I am finally back from Greece and recovered from jet lag. Fortunately, I did not get tear gassed while in Athens, though there were riot police everywhere the whole time we visited. Today, I’m going to start getting my feet wet again with a shorter sab-R-metrics post to assure everyone I’m not too MIA.
Often times we have lots of data in different files that we want to link together. If you have the information in an SQL database, there are ways to match things up using R. However, I am no database management wizard and prefer to be able to look at my data in a full table format. Unfortunately, this causes problems when I want to make sure to have player names linked to the player ids in my Pitch F/X data. The issue is that the F/X data may have multiple instances or rows with the same player, while the player information file only has player ids and player names once (one per row). Doing this manually can take forever (sometimes almost literally), and we need a quick way to import player names to the correct rows. Pitch F/X tools like Joe Lefkowitz’s already do this for you; however, if you have your own F/X database–or any other data with player ids that you would like to merge some data into–this tutorial should come in handy.
Luckily, R has a nice function, ‘merge()‘, which allows for easy merging of files. While I used to use SPSS to do this, once I found the R version I’ll never go back. The SPSS version is pretty handy, but extremely slow for large files and the software is outrageously expensive.
First, I want you to download a file of 5,000 pitches here. Once you have it in the correct place, load it into R and take a look at it.
#set working directory
setwd(“c:/Users/Millsy/Documents/My Dropbox/Blog Stuff/sab-R-metrics”)
##load pitch file
pitches <- read.csv(file=”PitchesMerging.csv”, h=T)

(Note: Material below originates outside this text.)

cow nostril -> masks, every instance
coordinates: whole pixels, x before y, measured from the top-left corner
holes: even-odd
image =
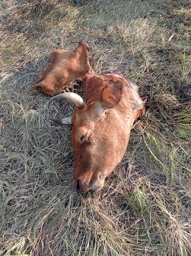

As you can see, there are no player names in this file. While you could go through and add them in manually–say in Excel or something like that–this would take way too long. To get an idea of the number of names to be imported just for this small pitch file, use the following code:
##give an idea of hte amount of work that manually merging would take
The first line of code above tells us the number of rows in the data set–or the length of the first column in the data. This comes in handy to make sure R loaded the number of rows you expected to see. The second line of code again uses the ‘length()‘ function, but adds a new function we have not seen yet: ‘unique()‘. What this does is tells us how many different/unique batter ids there are in the data set. The third line of code does the same for pitcher ids. You can also use the ‘unique()‘ function on its own, and R will print each of the player ids within the data file (you could also assign this list or vector as an object using the assignment operator ‘<-‘). Unique will come in handy when we get into more advanced “for loops” later on.
As you can see, there are 286 unique batter ids and 113 unique pitcher ids. In addition, there are many repeats, as there are 5,000 observations in the data file. Doing this manually would take forever. Luckily, I have a file with the player ids, the player names, player height and weight, player birth dates, and the first year played in pro ball, MLB, and the last year played in MLB. We’ll use R to easily merge this into our pitch file so that we can have player names and account for height and age of the player in our analyses using the pitch data.
First, go ahead and download the file with player names and some other information here. Stick that into the same directory as the previous file and load it into R. As always, take a look at the file to make sure it loaded correctly:
##load player information file
players <- read.csv(file=”detailedplayers.csv”, h=T)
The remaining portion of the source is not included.